Сема Альтшулер вышел из больницы в конце октября и в тот же день, на последнем пароходе, должен был уехать в отпуск. Его ждали не раньше конца декабря, учитывая месяц пути и осеннее бездорожье.
Сема пришел домой слабый и сияющий. Геннадий ждал его в тревоге и волнении. Здесь, наконец, он мог откровенно поговорить с другом. Но Сема одним жестом отклонил разговоры. Он собирался в дорогу как на свадьбу. Он надел свой лучший костюм и пестрый галстук, до блеска начистил рваные ботинки.

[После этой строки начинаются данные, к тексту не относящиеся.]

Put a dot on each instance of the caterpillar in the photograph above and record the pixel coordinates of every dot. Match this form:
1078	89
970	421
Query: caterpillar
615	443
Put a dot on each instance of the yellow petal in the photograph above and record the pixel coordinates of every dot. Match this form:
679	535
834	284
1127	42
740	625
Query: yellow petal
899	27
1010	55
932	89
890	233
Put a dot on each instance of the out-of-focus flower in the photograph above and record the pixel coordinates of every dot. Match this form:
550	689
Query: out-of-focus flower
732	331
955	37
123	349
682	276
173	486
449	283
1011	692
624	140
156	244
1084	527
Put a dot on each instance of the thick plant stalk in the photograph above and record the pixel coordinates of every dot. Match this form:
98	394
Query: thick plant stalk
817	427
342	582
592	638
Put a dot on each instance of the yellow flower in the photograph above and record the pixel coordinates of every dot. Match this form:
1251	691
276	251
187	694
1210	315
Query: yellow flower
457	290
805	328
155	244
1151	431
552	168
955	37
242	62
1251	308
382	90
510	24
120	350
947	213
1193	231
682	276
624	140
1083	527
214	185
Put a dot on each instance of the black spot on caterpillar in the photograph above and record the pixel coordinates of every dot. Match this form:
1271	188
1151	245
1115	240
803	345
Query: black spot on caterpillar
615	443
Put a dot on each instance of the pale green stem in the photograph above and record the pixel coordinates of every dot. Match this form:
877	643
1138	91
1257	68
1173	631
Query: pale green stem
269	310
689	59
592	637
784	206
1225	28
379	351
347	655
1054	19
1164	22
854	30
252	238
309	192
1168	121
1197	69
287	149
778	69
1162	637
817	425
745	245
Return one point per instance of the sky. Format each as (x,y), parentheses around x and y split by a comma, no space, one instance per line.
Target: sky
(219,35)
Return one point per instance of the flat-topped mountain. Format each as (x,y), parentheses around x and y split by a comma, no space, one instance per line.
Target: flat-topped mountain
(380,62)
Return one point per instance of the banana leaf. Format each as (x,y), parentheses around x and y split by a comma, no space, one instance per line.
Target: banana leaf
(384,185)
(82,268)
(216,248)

– По крайней мере, за эти два месяца подумай… – начал Геннадий.
– Слушай, Геньчик! – сказал Сема торжественно. – Я знаю все, что ты можешь мне сказать. Все плохое я знаю сам. И плохое для меня не существует. Не будем об этом говорить.
Пришла Тоня. Геннадий встретил ее с подчеркнутой учтивостью и быстро вышел.
Сема стоял посреди шалаша, жалко улыбаясь. Тоня смотрела на него, не узнавая. Он был чисто выбрит, принаряжен, далек. Он был не тем, каким она знала его и полюбила. Ее охватило чувство неуверенности, сковавшее ее движения и язык.
И Сема не знал, что сказать.
Они как будто впервые встретились.
– Пойдем пройдемся, – сказал Сема, чтобы прервать это тягостное одиночество их смятенных душ.
Они пошли вдоль шалашей, не разговаривая и не прикасаясь друг к другу.
Когда шалаши остались позади, оба остановились, не сговариваясь. Над ними было только высокое свободное небо. Вокруг них – только пеньки и полусгнивший, почерневший мох.
– Тоня, – сказал, наконец, Сема. – Я должен говорить с вами как товарищ с товарищем. Я храбрый человек. Я не хочу обманывать тебя и себя. Тонечка, вы меня спасли от смерти, вы были мне ангел-хранитель, невеста и мать, вы были очень умны, Тоня…
Тоня смотрела в сторону, на удаляющиеся черные пеньки с желтыми маковками.
– Это пустяки… я делала то, что нужно. О каком обмане ты говоришь, Сема?
– Тоня… Я говорю о вашем сердце, Тоня. Скажите мне как друг. Вот я перед вами на ногах, здоровый. Я поеду лечиться, потом я вернусь. Вы не раздумали, Тоня, вы и сейчас думаете, что я смогу назвать вас своей женой?
– Да.
Она отвечала правдиво, она этого хотела. Но смятение охватило ее. Он был чужой, чужой. Немного ниже ее ростом, в пестром галстуке и блестящих рваных ботинках, с худеньким, досиня выбритым лицом, – он уже не был Семой, ее беспомощным, трогательным, ласковым питомцем, который затихает под освежающей лаской ее ладони. Он уже оторвался от нее, он уже существовал вне ее жизни. Удастся ли им снова слить свои жизни вместе?
– Я не хочу спрашивать, Тоня, любишь ли ты меня. Я знаю, ты меня полюбишь, Тоня. Но я прошу об одном. Скажите мне честно, Тоня. Может быть, мы отложим до моего возвращения? Может быть, вы хотите проверить себя, обдумать, решить на свободе?
– Нет! – крикнула Тоня, прижимая руку к груди. Нет, она этого не хотела, ей это не было нужно. Она не хотела проверять себя.
Сема смотрел на нее с преданностью и волнением. С какой радостью он обнял бы ее, свою любимую, и спрятал лицо на ее груди, и прошептал ей слова любви, которые столько раз говорил ей мысленно, не смея произнести вслух! Но он и сейчас не смел. Сейчас больше, чем когда-нибудь. Они оба вернулись в жизнь. В этой жизни у Тони были свои, не связанные с Семой чувства, – забыты ли они или только загнаны внутрь двухмесячным напряжением сил, сосредоточенных на его спасении?